3 September 2023 at 21:20 #658978
david bennett 8
Participant
@davidbennett8
Knife edge – refers to the as yet uncut sharp V's on the edge of the coins which will be replaced by all steel replacements. I did say this was a quick and dirty first try.

dave8
3 September 2023 at 21:23 #658979
david bennett 8
Participant
@davidbennett8
Posted by John Haine on 03/09/2023 21:05:35:

But they aren't, as Philip's diagram shows.

You don't find that paradoxical?
3 September 2023 at 21:30 #658980
Michael Gilligan
Participant
@michaelgilligan61133
Posted by david bennett 8 on 03/09/2023 21:20:19:

Knife edge – refers to the as yet uncut sharp V's on the edge of the coins which will be replaced by all steel replacements. I did say this was a quick and dirty first try.

dave8

.

But that’s surely on an axis rotated 90° from what is normally considered a knife-edge suspension

… sorry, I’m too confused to think it through

MichaelG.

Edited By Michael Gilligan on 03/09/2023 21:32:40
4 September 2023 at 02:17 #658991
david bennett 8
Participant
@davidbennett8
Michael,

— " I'm too confused to think it through "—

I know just how you feel.

dave8
4 September 2023 at 06:58 #658995
Michael Gilligan
Participant
@michaelgilligan61133
Good morning, Dave

For the sake of your sanity, [and mine] … I will try once more, in bite-size steps:
1. Galileo told the world that the pendulum was isochronous … this [the story goes] being based on his personal observation of either a large thurible, or a lamp, in Pisa cathedral … the timing of which he checked with his pulse [!]
2. This was over-simplistic
3. Huygens put things right; by demonstrating that a simple pendulum was not isochronous, but that it could be made so by forcing it into cycloidal motion.
4. Please note that the hypothetical ‘simple pendulum’ comprises a massless and infinitely flexible ‘string’ hanging from a rigid support, and carrying a heavy bob of zero physical dimensions. [Reality is, of course, a little different]
5. Huygens’ clock used a verge escapement, which nicely suits the large angle of pendulum swing.
6. As horology developed, the anchor escapement and the dead-beat escapement superseded the verge, and the pendulum became a rod and bob, suspended on a ‘spring’ of shim.
7. This arrangement is not intrinsically isochronous, but can be considered so at the small angles of swing which suited the new escapements.
8. Further attempts to improve isochronism, by introducing cycloidal cheeks proved futile, because they could only act on the suspension spring … and that made appropriate dimensioning impractical … The problems far-outweighed any improvement.
9. Fedchenko saved the day with his astonishing spring arrangement, but that’s another story.
10. Your proposed roller arrangement, as the support for a rodded pendulum, cannot possibly mimic Huygens’ purist analysis …
I can only suggest that you work-through the clear instructions provided by Huygens, to get a ‘feel’ for the geometry.

MichaelG.
4 September 2023 at 09:41 #659011
SillyOldDuffer
Moderator
@sillyoldduffer
My poor old bonehead can't accommodate this stuff so I started drawing it.
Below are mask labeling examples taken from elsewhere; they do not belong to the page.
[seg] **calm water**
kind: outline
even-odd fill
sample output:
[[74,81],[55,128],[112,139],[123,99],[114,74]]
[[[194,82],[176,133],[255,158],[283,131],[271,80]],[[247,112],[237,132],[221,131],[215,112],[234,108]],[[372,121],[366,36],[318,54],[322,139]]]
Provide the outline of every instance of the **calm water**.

Didn't get far! Before reaching the nature of the curve described by the bob's centre of mass, I think I spotted a fundamental practical problem. It's slip.

Surely the nature of the curve followed by the bob's centre of mass depends on the amount of slip between roller and flat? I think 100% slip would cause the roller to act as a simple hinge – so the pendulum won't be isochronous. To get isochronicity, I believe the roller mustn't slip at all? If that's right I can't think of a way of guaranteeing zero slip.
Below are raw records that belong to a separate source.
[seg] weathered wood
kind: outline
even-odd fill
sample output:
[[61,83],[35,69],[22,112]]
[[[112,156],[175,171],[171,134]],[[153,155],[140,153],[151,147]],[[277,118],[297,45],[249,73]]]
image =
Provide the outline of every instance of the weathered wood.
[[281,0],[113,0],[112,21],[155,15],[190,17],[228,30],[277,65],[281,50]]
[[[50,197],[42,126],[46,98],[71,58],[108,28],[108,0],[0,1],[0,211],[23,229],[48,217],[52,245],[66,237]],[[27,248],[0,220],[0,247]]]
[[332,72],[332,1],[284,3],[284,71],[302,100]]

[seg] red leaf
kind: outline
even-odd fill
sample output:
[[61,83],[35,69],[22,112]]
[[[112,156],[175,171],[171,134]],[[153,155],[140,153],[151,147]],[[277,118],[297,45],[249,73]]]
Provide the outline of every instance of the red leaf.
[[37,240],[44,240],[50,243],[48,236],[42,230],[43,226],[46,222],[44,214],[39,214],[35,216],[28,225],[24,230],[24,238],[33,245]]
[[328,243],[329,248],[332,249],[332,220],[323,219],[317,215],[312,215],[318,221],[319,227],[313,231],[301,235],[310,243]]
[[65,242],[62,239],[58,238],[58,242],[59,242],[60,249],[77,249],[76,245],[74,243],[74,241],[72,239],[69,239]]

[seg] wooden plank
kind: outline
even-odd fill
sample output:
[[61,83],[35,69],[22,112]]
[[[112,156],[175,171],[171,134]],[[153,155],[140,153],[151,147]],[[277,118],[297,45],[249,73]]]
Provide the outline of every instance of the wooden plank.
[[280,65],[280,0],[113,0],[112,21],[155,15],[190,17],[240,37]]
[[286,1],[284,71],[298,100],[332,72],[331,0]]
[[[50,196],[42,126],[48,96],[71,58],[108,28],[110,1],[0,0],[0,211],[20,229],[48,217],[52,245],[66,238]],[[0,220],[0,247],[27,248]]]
Other practical issues are the:
- amount of friction between roller and flat – I'd expect this to be high compared with a knife edge or spring suspension.
- need for the flat to be truly horizontal, otherwise not isochronous and the roller will wander downhill
Though I like David's idea and have merely failed to prove Messrs Huygens and Haines wrong myself, I think the cost of driving a high-friction suspension will outweigh the benefit of the pendulum being closer to isochronous. Nonetheless, I reckon David should build a better engineered version of his 2p proof-of-concept and measure it. My guess is friction will cause more trouble than the swing not being isochronous even if slip doesn't matter. I could be wrong; the experiment needs to tried!

Dave
4 September 2023 at 14:38 #659050
david bennett 8
Participant
@davidbennett8
Dave, you may well be right that friction will be the problem – though it's not so much friction as the running through treacle feeling you get. I agree a better version is needed, though the theory nedds sorting first. I an coming to the conclusion that roller size doesn't matter. Imagine concentric circles ( each slightly distorted) drawn from the centre of a rolling cylinder. Eacg represents a pendulum length on a cycloidal path. The distorted circle determined the path , the length determines the period. I suggest you try the coins and magnet thing for yourself to get a feel for it. I have another problem going forward. I have no way to measure the period of a pendulum, neither the knowledge or equipment.

dave8

Edited By david bennett 8 on 04/09/2023 14:39:39
4 September 2023 at 16:32 #659059
duncan webster 1
Participant
@duncanwebster1
Imagine David's set up, but continuously rotating anticlockwise at an angular velocity of w radians per second instead of oscillating. Define a point on the circumference of the cylinder (radius r) which, when the pendulum rod is vertical, is directly opposite the point of contact with the flat plane, call it P. The cylinder centre moves to the right at a velocity of w*R. Relative to the cylinder centre, point P has a horizontal velocity of w*r*cos(wt) where t is the time since the rod was vertical. The combined horizontal velocity relative to ground of point P is thus

w*r*(1+cos(wt)). This is =0 when wt=180 and a maximum when wt=0, and point P moves in a cycloid.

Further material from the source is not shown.